WFP's Emergency Operation in Myanmar
WFP’s Emergency Operation for Myanmar with a budget of US$69.5 million will deliver a complete food basket to a total of 750,000 people in need of immediate food assistance following Cyclone Nargis, which left hundreds of thousands stranded and without food, water or shelter.
The daily ration will meet a minimum daily requirement of 2,100 kilocalories, composed of rice, pulses, vegetable oil, and salt. Ready-to-eat food (e.g. high energy biscuits, rice-lentil mix and supplementary foods for young children) will be distributed in the initial weeks to support people without access to cooking facilities. WFP is setting up a distribution system with other UN and NGO cooperating partners. There is also a plan to distribute cash on a limited basis to cyclone victims for food purchase in urban areas where food markets are functioning.
So far, WFP's operation has received US$8.5 million in confirmed contributions, including over US$5 million from the UN’s Central Emergency Response Fund (CERF). This is in addition to contributions from Spain, Greece, Switzerland, Luxembourg, Australia, Italy and private donors. Further significant donations are expected to be confirmed in the coming days.
Cyclone Nargis struck Myanmar on 2 and 3 May 2008, sweeping through the Ayeyarwady delta region and Yangon. Forty townships in the Yangon division and seven townships in Ayeyarwady division remain on the government’s list of disaster areas.
The Ayeyarwady delta, which bore the brunt of the storm, is known as the country’s granary and has an extensive fishery industry along its coast. Much of the recent harvest was already complete, but rice stored for household consumption has most likely been lost in the most affected areas. The loss of crops, shrimp farms, fishing ponds, nursery hatcheries, fishing boats and other productive assets has led to increased unemployment of the extreme poor who depend on wage labour for their livelihood. These numbers are expected to rise further as assessment teams gain access to the most affected areas.

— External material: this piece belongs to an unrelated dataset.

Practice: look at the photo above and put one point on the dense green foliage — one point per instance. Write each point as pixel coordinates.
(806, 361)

Once one of the largest rice exporters in Asia, Myanmar currently faces difficulties in providing adequate food to poor and vulnerable families. Despite being a food-surplus country, one-third of children remain malnourished; one-fifth are born underweight. High chronic malnutrition rates indicate a worsening of the food security situation due to insufficient nutritious food, poor access to health facilities, inadequate water and sanitation facilities, poor maternal and child care and limited livelihood opportunities. In the 2007/08 UNDP Human Development Index, Myanmar is placed 132nd out of 177 countries.